Oh, and one more thing. Nvidia (US:NVDA) reportedly told Microsoft that its next-generation Blackwell chips will be delayed by three months due to unspecified flaws. These chips were designed primarily for speeding up AI tasks. Semiconductor issues are extremely technical and so the market is now worried that a three-month delay could easily become even longer.

Elliott Management, which has $70bn of assets under management, told investors that AI was “overhyped” and Nvidia a “bubble”.

Right now, the honeymoon period for AI seems to be over. That’s the new narrative. But what does this mean for traders? Well, it’s business as usual.

There is likely to be plenty of short-term trades based on the market sentiment and news, and it’s always worth watching the stocks that hold up when all others fall. That’s a huge sign of relative strength, and if stocks are flat or barely down when many are getting whacked, then when the market is back to risk-on, these stocks should see outsized gains compared with sector and index compatriots.

Lots of traders will think because their positions are stopped out and many charts have taken a whack they’ll take their foot off the gas. This is wrong. When stocks fall, amateurs freeze and the professionals go to work. Some of the next best set-ups will already be in the making for the next rally, and only through consistency will we find them.

It’s deflating seeing a lot of positions knocked out – especially when the market then rallies. But consider the alternative: what if you didn’t have stops, the market tanked, and suddenly your account was in a real significant drawdown? I’m convinced that traders who use stops and have effective risk management have longevity. It’s the only proven way to avoid blowing your account and staying in business.

Recently, I was invited to Harwood Capital for a talk with its chief executive, Christopher Mills. Mills reviewed the holdings of the North Atlantic Smaller Companies Investment Trust (NAS), along with some of Harwood’s own investments.

Hargreaves Services (HSP) was on my watchlist due to its chart, but I hadn’t delved any deeper, although my colleague Simon Thompson has

Mills says that the market has completely missed the fact that the Carbon Border Adjustment Mechanism (CBAM) will come into effect in January 2026, imposing carbon tax credits on any carbon-intensive materials imported into Europe.

Hargreaves Services produces pig iron, a commodity whose price surged following the Russo-Ukrainian war, and although the price has since stabilised, the company still produces 250,000 tonnes annually.
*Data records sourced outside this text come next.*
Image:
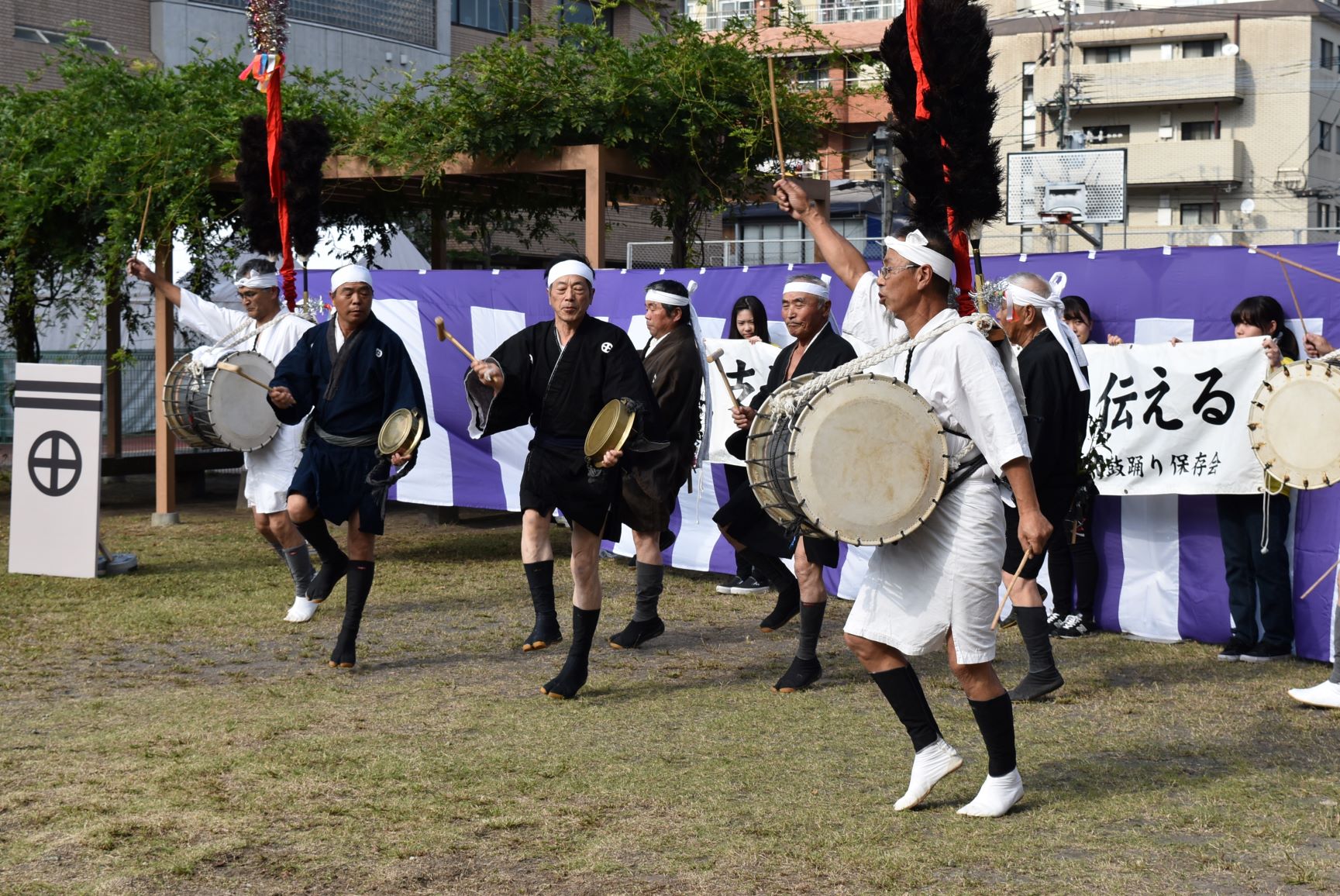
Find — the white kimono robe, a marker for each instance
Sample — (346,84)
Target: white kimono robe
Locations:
(945,575)
(270,469)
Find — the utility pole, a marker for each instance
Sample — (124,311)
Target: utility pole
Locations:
(1064,143)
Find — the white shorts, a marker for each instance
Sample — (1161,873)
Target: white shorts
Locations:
(944,577)
(270,470)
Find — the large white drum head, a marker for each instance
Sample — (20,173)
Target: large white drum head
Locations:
(239,413)
(1295,423)
(870,460)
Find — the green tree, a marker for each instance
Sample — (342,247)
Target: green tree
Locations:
(691,106)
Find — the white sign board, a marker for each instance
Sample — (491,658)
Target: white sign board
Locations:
(57,470)
(746,367)
(1176,417)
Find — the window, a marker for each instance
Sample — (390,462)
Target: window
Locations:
(413,22)
(1194,213)
(1107,134)
(499,16)
(1201,49)
(1200,132)
(1102,55)
(49,36)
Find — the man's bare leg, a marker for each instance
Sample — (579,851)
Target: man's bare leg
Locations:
(538,561)
(814,600)
(586,614)
(358,585)
(646,616)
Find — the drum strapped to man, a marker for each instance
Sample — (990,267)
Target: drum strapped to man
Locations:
(1295,425)
(209,406)
(863,461)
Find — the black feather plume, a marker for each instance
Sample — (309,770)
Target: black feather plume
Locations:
(956,50)
(259,216)
(303,150)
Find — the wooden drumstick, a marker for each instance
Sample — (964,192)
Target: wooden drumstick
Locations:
(1028,555)
(716,359)
(443,336)
(235,369)
(1324,576)
(776,121)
Given that each tonne of imported goods will carry half a credit to two credits, and with the current carbon credit price around €66 (£57), this translates to an additional profit of €8.25mn when multiplied by 250,000 tonnes.

Chart 1 shows the rise and fall of Hargreaves Services over the years.

SharePad’s forecasts tab shows a post-tax profit of £12.8mn for the company, so the CBAM effect represents a significant increase. Additionally, there’s the possibility of a Russian embargo. Russia exports 1.6mn tonnes of pig iron and has been offloading it to Turkey, which then sells it into Europe. The European Commission is currently scrutinising this practice.

Harwood also estimates the existing asset-backed value of the shares to be 800p, compared with the current market price of 570p. This valuation doesn’t account for CBAM or any incremental growth.

While I appreciate the value of fundamental analysis and potential catalysts, my primary focus remains on the chart.

And looking at Chart 2, 600p is a major resistance level, but on closer inspection, 590p seems to be the critical breakout point.

Although CBAM is over a year away and asset realisations tend to be slow, this could be a promising breakout trade.